According to Aaron Grau, executive director of trade association Invest In the USA, Jeffries “understands and more importantly appreciates the sacrifices immigrants to the United States make.
“That alone sets him apart, but in addition to that, he understands the specific benefits [EB-5] capital brings,” Grau added. “He understands its role in economic development and job creation in his District and across the country. I am grateful he has the support of his Congressional colleagues to be the new Democrat Leader and look forward to working with him and his team.”
Jeffries’ record on this front is admirable. In September 2019, the Congressman met with various EB-5 experts at a roundtable held by Mona Shah & Associates Global to talk about the EB-5 Immigrant Investor Program. There, Jeffries – a staunch immigration advocate who takes the minority-leader reins from House Speaker Nancy Pelosi (D-Calif.) in 2023 – pointed to the his constituents’ diversity and “the colloquial ‘American dream’ that many of them share.”1 As many of these individuals are immigrants or children of immigrants, “[this] dream, Jeffries stated, ‘must be preserved’ and included in the larger narrative of immigration policy.”
Jeffries also echoed common concerns of fractioning within the EB-5 community, and “emphasized that it is vital that EB-5 stakeholders come together and support sustainable changes”2 to ensure the effectiveness of the program. Jeffries, a lifelong Democrat, shared his own experience when he reached across the aisle to engage in conversation about the EB-5 program with Jared Kushner, then Senior Advisor to President Trump. While reflecting on this meeting at the 2019 roundtable, Jeffries noted the importance of “engaging the bicameral legislature.”3 We witnessed the significance of bipartisanship when the EB-5 Reform and Integrity Act of 2022 (“RIA”) finally came to fruition earlier this year. After months of deliberation, divisive and highly partisan issues such as the DACA Program and federal budget allotments repeatedly postponed the passage of the bill until March 2022, one year after it was initially proposed in March 2021 by Senators Grassley (R-Iowa) and Leahy (D-Va.).

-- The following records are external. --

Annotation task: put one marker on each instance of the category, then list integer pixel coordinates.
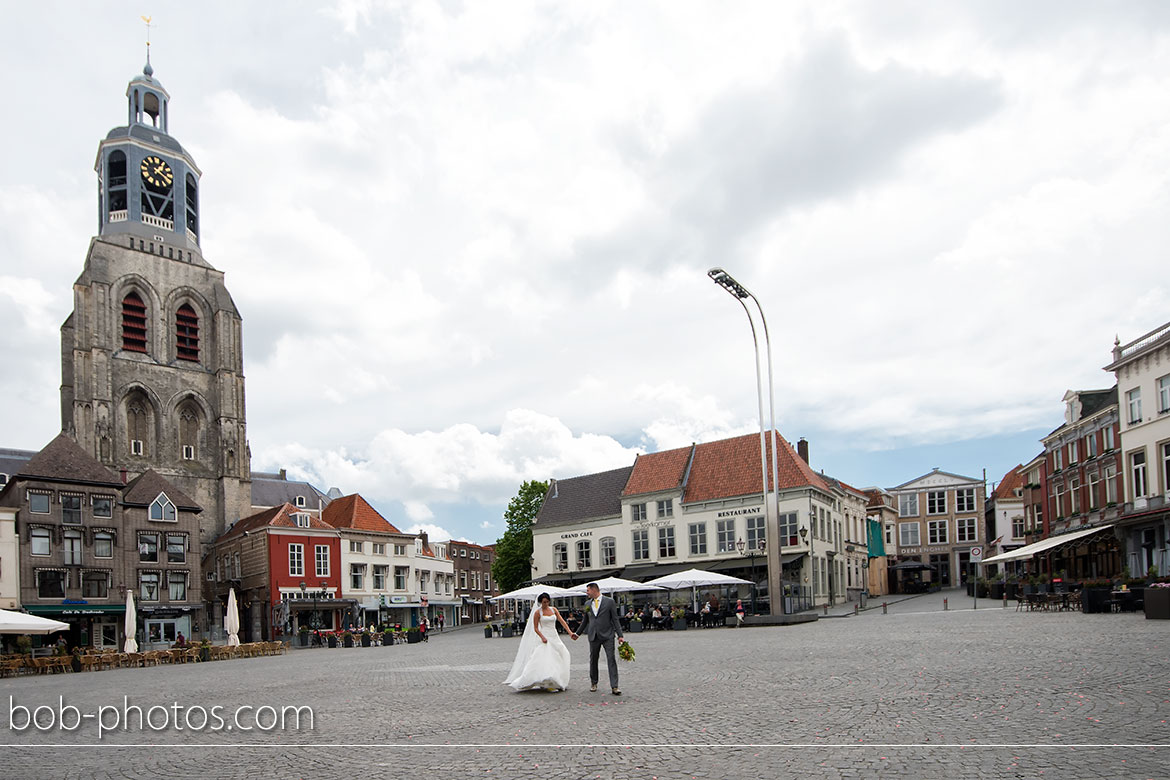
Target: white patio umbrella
(694, 579)
(130, 625)
(531, 592)
(232, 620)
(18, 622)
(617, 585)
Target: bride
(542, 660)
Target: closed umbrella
(232, 620)
(130, 626)
(18, 622)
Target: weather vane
(146, 19)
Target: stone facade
(151, 357)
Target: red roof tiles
(356, 512)
(729, 468)
(1011, 482)
(275, 517)
(658, 471)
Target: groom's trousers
(611, 657)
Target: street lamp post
(751, 554)
(740, 292)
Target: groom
(600, 625)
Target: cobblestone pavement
(920, 692)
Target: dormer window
(163, 510)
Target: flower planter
(1157, 604)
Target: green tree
(511, 567)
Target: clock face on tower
(157, 173)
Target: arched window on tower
(192, 207)
(116, 186)
(186, 333)
(137, 426)
(133, 323)
(188, 432)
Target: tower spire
(149, 70)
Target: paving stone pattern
(919, 692)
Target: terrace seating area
(23, 664)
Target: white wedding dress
(539, 664)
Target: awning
(1047, 545)
(76, 609)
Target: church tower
(151, 357)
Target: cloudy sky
(469, 240)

Congressional support is critical to the success of the EB-5 program. The passage of RIA not only reauthorized the Regional Center program, stimulating the economy with countless jobs and millions of dollars in EB-5 capital, but also instituted much-needed integrity measures to protect both investors and projects alike. Other welcome changes brought by this legislation include the annual reserved visa categories, which allow investors from backlogged countries to jump to the front of the line, and the ability for certain investors to file concurrently for Adjustment of Status, thereby eliminating the ever-growing waiting period for their work authorizations, travel permits, and conditional green cards. Thanks to this legislation, which has been developing within both the EB-5 community and Congress for years, project developers and immigrants alike can take advantage of exciting opportunities to invest.

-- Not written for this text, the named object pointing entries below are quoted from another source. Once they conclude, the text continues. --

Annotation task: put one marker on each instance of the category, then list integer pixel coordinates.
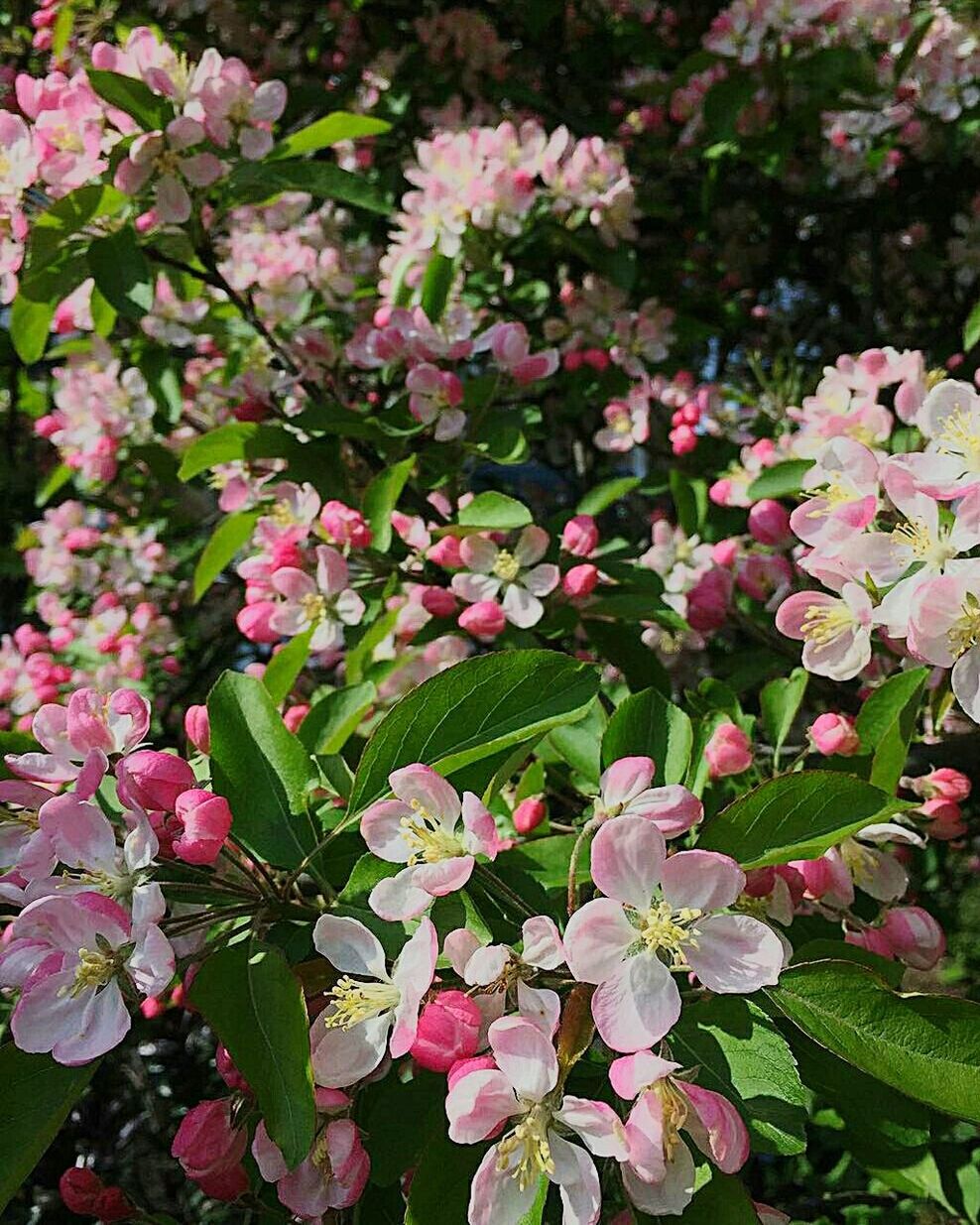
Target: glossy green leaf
(36, 1099)
(646, 724)
(472, 710)
(796, 816)
(254, 1004)
(925, 1046)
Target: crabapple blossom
(657, 908)
(419, 828)
(519, 573)
(660, 1171)
(365, 1020)
(519, 1094)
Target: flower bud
(197, 728)
(729, 751)
(530, 813)
(579, 581)
(834, 734)
(153, 780)
(579, 536)
(448, 1031)
(207, 821)
(484, 619)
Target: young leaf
(286, 666)
(260, 767)
(222, 546)
(123, 274)
(381, 498)
(254, 1004)
(647, 725)
(36, 1101)
(796, 816)
(333, 719)
(473, 710)
(339, 125)
(886, 724)
(925, 1046)
(150, 110)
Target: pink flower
(331, 1177)
(835, 631)
(435, 396)
(419, 828)
(660, 1172)
(343, 525)
(729, 751)
(448, 1031)
(657, 917)
(519, 1095)
(67, 954)
(833, 733)
(625, 791)
(206, 823)
(324, 604)
(579, 536)
(209, 1148)
(364, 1020)
(516, 573)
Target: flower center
(823, 622)
(359, 1001)
(428, 839)
(506, 567)
(964, 632)
(960, 436)
(526, 1152)
(662, 928)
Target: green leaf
(971, 328)
(254, 1004)
(256, 182)
(260, 767)
(123, 274)
(780, 702)
(603, 496)
(496, 512)
(740, 1053)
(781, 480)
(925, 1046)
(36, 1101)
(436, 285)
(886, 724)
(152, 112)
(472, 710)
(220, 549)
(380, 499)
(647, 725)
(796, 816)
(334, 718)
(286, 666)
(339, 125)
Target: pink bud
(484, 619)
(438, 602)
(768, 522)
(834, 734)
(448, 1031)
(729, 751)
(207, 821)
(579, 536)
(197, 728)
(579, 581)
(530, 813)
(153, 781)
(916, 936)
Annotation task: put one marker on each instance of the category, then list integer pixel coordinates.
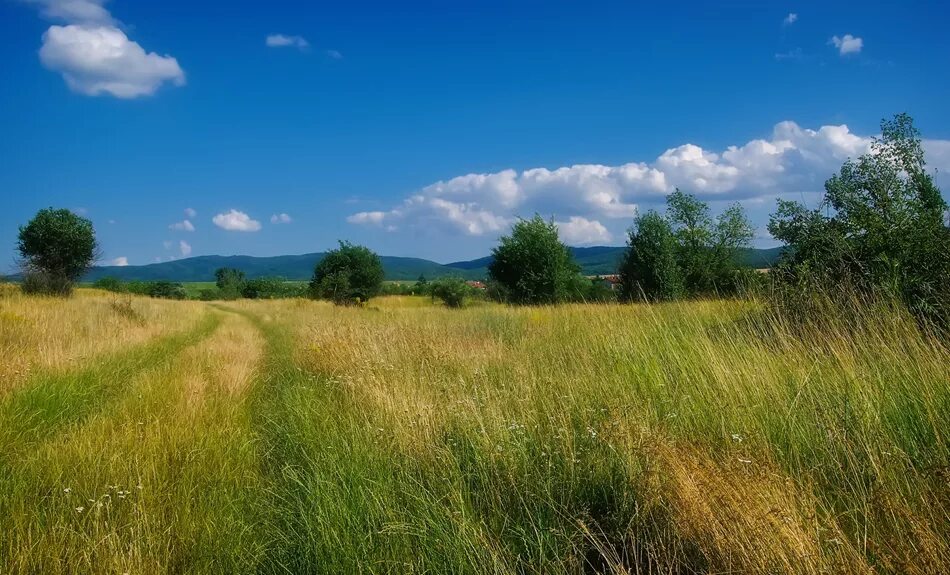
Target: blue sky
(425, 128)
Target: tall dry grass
(39, 333)
(701, 437)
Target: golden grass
(137, 488)
(699, 437)
(39, 333)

There are, however, some annoying hurdles to surmount. Jeffries is well aware of the misconceptions about EB-5s circulating in both Congress and among the general public. Some Democrats have complained that EB-5s only benefit the rich and aren’t reaching targeted employment areas in rural communities. Thankfully, Jeffries, who also has lambasted former President Donald Trump for his (ridiculous) 2020 immigration ban, has the chops to mitigate such misinformation, as well as champion its continued funding.

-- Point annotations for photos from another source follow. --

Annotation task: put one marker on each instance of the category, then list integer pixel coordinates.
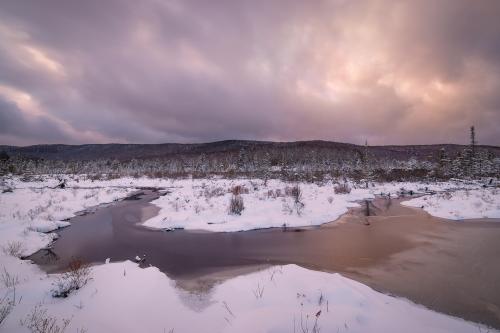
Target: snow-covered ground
(32, 210)
(461, 204)
(122, 297)
(204, 204)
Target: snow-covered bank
(27, 214)
(125, 298)
(461, 204)
(122, 297)
(204, 204)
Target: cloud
(394, 72)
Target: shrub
(77, 276)
(295, 192)
(39, 321)
(7, 303)
(238, 189)
(236, 205)
(342, 189)
(14, 248)
(9, 280)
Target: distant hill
(168, 150)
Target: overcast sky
(151, 71)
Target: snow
(203, 204)
(28, 213)
(122, 297)
(461, 204)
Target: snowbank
(27, 213)
(204, 204)
(461, 204)
(125, 298)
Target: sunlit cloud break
(391, 72)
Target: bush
(236, 205)
(295, 192)
(14, 249)
(7, 303)
(39, 321)
(342, 189)
(77, 276)
(238, 189)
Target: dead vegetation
(39, 321)
(77, 276)
(14, 249)
(343, 188)
(236, 205)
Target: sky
(152, 71)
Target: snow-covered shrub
(7, 303)
(342, 188)
(39, 321)
(214, 192)
(236, 205)
(295, 192)
(14, 248)
(8, 280)
(238, 189)
(77, 276)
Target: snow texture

In this light, EB-05 practitioners have a powerful- and vocal – ally. The question is, just how much will things change under his auspices as House minority leader … and whether things could get better. Opening up the program to more immigrant investors would be optimal, as such an influx could provide a boost to an economy riddled with inflation and rural unemployment. Plus, the EB-5 submissions process could stand some additional streamlining, particularly with respect to digitalization (though recent guidance from United States Citizenship and Immigration Services could help alleviate that burden). Will Jeffries provide the impetus for further inroads into this area?
Clearly, we will have to wait and see. But no matter what happens, EB-5 practitioners should be glad that the industry has a safety net going forward – at least for the time being. Hopefully this net will hold into 2023 and beyond.